You cannot prove that because it is not generally true, or because it depends on your definition of "equal loudness". Consider the case where the sound sources are inside a flaring pipe with a standing wave (say, a modified trumpet). A standing wave is typically drawn as a standing wave of the air displacement in the pipe (illustrated), but note that the nodes of the air displacement amplitude coincide with the antinodes of the pressure amplitude.

The sound sources (say, small piezo loudspeakers) are pressure transducers and they are placed at the antinodes of the pressure amplitude. If each of them contributes to a fixed pressure amplitude $\Delta p$ at the position of the listener, then $N$ of these pressure transducers ($N=7$ in the picture) will produce $7\Delta p$ of pressure amplitude and $N^2=49$ times more acoustic energy compared to a single transducer.

(Update: I assumed that the sound source primarily act on pressure. It might be more appropriate to consider sound sources as acting on air displacement, in which case they should be placed at the antinodes; the reasoning is otherwise similar.)

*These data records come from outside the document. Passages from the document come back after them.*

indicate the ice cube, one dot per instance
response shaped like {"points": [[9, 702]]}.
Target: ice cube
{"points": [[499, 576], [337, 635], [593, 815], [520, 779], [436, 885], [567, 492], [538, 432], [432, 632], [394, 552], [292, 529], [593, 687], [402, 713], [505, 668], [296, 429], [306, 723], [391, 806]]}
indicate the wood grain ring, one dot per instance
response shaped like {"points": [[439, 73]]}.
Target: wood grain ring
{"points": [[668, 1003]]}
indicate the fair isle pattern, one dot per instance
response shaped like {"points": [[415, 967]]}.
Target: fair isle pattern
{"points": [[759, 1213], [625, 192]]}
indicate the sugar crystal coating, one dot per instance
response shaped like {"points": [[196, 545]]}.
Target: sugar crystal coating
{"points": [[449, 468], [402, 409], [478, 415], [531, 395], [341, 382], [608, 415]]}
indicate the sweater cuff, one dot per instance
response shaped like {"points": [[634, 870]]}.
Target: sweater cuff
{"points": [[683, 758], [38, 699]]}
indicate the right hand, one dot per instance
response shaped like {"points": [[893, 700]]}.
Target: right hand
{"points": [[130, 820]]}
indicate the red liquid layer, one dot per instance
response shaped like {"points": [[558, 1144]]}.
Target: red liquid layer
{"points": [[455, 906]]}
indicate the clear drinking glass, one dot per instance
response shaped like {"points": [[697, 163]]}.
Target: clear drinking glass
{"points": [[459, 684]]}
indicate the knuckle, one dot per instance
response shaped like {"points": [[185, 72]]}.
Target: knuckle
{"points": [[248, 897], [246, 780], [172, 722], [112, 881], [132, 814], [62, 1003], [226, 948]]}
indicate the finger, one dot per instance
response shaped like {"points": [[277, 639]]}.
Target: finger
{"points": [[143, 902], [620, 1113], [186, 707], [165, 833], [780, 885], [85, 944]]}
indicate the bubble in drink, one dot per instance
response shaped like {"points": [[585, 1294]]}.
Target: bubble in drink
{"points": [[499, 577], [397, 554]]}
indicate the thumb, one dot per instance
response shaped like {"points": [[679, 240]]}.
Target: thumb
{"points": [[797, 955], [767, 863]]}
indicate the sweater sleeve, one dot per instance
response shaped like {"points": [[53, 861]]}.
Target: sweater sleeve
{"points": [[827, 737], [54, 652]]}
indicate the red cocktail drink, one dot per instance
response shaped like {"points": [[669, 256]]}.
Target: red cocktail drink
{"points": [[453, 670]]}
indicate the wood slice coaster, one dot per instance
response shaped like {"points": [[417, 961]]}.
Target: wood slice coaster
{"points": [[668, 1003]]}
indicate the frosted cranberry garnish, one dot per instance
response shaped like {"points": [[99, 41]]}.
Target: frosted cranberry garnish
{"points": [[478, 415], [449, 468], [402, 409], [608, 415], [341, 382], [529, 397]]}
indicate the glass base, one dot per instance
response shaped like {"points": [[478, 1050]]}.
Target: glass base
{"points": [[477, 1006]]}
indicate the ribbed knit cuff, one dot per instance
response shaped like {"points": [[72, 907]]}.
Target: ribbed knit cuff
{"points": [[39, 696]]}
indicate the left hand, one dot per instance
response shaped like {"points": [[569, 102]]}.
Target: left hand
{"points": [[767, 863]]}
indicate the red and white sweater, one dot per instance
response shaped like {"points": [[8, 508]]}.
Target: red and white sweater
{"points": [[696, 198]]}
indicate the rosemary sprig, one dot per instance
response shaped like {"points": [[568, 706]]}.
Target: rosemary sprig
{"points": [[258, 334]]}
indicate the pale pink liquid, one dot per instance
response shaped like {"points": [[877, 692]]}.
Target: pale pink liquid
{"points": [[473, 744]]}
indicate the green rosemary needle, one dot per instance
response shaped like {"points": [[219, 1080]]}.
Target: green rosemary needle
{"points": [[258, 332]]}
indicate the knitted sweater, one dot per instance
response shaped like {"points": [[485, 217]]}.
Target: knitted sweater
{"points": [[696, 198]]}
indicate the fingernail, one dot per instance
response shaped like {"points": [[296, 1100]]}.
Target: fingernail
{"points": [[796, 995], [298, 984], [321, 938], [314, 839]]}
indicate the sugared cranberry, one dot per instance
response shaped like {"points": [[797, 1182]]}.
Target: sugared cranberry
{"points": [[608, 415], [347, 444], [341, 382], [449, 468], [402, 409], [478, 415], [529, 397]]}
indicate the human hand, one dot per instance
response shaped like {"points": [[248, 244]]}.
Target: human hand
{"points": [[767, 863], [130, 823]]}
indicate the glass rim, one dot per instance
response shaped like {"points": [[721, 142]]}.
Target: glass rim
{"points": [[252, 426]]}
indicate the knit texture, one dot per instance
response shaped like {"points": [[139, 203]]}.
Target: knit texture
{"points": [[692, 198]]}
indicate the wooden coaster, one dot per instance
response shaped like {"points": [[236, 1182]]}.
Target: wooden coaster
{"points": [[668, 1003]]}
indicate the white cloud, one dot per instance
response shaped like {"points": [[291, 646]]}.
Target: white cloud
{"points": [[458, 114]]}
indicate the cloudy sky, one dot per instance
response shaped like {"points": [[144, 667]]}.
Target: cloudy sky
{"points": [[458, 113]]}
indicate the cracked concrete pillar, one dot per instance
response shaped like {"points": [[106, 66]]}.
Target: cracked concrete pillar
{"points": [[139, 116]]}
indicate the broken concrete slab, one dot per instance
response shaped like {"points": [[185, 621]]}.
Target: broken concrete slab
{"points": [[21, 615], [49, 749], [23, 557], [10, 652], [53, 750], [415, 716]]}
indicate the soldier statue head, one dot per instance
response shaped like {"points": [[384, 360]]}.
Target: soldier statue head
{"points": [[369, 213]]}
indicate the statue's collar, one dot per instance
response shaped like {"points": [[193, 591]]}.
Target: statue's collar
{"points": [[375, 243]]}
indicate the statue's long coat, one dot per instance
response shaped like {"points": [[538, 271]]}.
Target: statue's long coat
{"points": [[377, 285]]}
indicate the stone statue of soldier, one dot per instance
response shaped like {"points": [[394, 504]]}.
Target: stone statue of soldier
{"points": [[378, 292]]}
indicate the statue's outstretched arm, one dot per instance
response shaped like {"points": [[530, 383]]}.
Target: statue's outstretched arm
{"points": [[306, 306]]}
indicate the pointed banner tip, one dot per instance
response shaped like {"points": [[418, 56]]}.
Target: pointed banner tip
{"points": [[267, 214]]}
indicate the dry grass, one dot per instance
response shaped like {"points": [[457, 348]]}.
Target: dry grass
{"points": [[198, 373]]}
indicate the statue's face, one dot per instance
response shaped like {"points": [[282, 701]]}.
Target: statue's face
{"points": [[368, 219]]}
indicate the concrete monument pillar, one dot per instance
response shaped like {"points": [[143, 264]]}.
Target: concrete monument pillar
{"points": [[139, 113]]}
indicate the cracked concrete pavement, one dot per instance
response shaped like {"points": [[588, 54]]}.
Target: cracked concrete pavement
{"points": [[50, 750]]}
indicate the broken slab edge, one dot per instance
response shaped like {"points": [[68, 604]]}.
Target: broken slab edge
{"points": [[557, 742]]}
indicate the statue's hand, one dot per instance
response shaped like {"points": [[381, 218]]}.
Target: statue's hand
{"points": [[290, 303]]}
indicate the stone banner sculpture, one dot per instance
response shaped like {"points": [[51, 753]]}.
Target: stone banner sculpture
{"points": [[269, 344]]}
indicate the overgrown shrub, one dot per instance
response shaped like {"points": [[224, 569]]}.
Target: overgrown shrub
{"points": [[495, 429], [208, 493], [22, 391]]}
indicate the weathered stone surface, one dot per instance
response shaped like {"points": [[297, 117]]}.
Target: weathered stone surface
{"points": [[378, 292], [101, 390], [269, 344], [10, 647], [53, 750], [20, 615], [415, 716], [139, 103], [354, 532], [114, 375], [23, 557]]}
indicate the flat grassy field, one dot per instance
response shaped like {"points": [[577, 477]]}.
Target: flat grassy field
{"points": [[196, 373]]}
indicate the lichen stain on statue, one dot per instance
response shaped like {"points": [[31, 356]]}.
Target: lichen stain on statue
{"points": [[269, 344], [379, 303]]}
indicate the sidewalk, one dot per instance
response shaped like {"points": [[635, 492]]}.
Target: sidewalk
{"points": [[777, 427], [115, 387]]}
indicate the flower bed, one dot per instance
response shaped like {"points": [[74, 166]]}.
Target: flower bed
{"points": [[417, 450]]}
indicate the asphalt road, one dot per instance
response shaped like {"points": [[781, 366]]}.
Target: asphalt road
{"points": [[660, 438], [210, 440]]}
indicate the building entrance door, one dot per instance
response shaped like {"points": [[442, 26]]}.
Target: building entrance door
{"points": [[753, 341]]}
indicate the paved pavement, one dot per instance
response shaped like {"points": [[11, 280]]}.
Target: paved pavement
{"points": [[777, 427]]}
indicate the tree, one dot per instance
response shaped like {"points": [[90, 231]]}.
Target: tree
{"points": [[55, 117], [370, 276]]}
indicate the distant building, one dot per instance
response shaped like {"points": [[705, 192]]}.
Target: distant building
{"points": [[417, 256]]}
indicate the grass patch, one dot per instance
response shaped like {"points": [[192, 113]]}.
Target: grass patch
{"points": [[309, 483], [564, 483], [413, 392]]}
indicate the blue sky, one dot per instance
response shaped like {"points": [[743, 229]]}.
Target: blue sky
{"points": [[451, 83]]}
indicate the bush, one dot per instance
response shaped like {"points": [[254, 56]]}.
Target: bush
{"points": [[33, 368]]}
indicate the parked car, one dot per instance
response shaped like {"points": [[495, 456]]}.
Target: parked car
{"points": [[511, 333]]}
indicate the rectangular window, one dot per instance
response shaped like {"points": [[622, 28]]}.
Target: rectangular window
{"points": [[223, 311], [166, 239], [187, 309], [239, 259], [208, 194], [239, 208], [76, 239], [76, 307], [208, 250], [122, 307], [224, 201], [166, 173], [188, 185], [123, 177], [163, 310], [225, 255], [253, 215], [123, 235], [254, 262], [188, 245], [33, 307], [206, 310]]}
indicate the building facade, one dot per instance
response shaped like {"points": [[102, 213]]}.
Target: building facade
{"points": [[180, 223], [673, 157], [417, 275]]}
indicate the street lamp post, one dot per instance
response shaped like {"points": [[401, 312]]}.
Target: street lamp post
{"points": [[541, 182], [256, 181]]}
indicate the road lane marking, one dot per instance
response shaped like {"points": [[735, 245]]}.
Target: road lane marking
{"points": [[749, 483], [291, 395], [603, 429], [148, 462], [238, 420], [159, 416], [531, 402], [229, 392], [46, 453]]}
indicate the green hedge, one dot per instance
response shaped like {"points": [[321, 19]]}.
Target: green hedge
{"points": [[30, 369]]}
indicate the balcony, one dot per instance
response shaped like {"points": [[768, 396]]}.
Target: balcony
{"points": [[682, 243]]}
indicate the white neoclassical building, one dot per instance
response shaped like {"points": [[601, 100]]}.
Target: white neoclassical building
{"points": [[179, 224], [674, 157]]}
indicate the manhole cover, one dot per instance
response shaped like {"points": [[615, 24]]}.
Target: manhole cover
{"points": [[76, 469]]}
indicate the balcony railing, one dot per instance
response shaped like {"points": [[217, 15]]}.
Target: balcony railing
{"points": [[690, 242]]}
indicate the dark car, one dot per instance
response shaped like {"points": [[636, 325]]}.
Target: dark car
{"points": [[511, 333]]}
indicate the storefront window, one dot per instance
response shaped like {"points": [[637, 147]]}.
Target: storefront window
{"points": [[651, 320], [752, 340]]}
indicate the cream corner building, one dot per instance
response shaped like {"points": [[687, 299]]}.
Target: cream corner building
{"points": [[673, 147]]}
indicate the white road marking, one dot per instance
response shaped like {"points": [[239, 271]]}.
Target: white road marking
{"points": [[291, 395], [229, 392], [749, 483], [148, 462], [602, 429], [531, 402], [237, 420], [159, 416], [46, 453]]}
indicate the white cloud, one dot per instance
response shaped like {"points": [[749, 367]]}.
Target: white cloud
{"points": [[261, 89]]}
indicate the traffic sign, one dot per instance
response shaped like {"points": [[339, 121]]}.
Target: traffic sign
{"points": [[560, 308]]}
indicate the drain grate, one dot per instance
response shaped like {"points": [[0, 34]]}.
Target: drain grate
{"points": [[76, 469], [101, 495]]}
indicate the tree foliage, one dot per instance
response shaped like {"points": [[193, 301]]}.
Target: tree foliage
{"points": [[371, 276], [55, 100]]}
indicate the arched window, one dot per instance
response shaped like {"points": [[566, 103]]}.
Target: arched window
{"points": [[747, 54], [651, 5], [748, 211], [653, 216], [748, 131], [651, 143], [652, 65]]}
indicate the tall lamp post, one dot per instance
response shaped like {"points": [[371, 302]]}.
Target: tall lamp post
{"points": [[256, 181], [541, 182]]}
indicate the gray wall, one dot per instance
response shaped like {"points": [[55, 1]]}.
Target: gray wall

How is this possible? Where does the energy come from? Rest assured: the law of energy conservation is not violated. In a case like this, where the acoustic sources can feel each other, the sources have to work harder in order to achieve the same pressure. Imagine that you are driving a damped harmonic oscillator. If you put in twice as much amplitude, you get twice as much amplitude out, but you need to put in four times more power.

Now, if you say that each sound source adds a fixed amount of acoustic power, rather than a fixed amount of amplitude, then your statement is automatically true because of energy conservation. For a case like an ensemble of singers or musical instruments, the coupling between the sound sources is so weak that the difference between sources of fixed amplitude and sources of fixed power is negligible. But if you design a loudspeaker line array for use in churches or train stations, with the purpose of radiating the sound horizontally and not vertically, then this distinction will not be negligible and must be taken into account.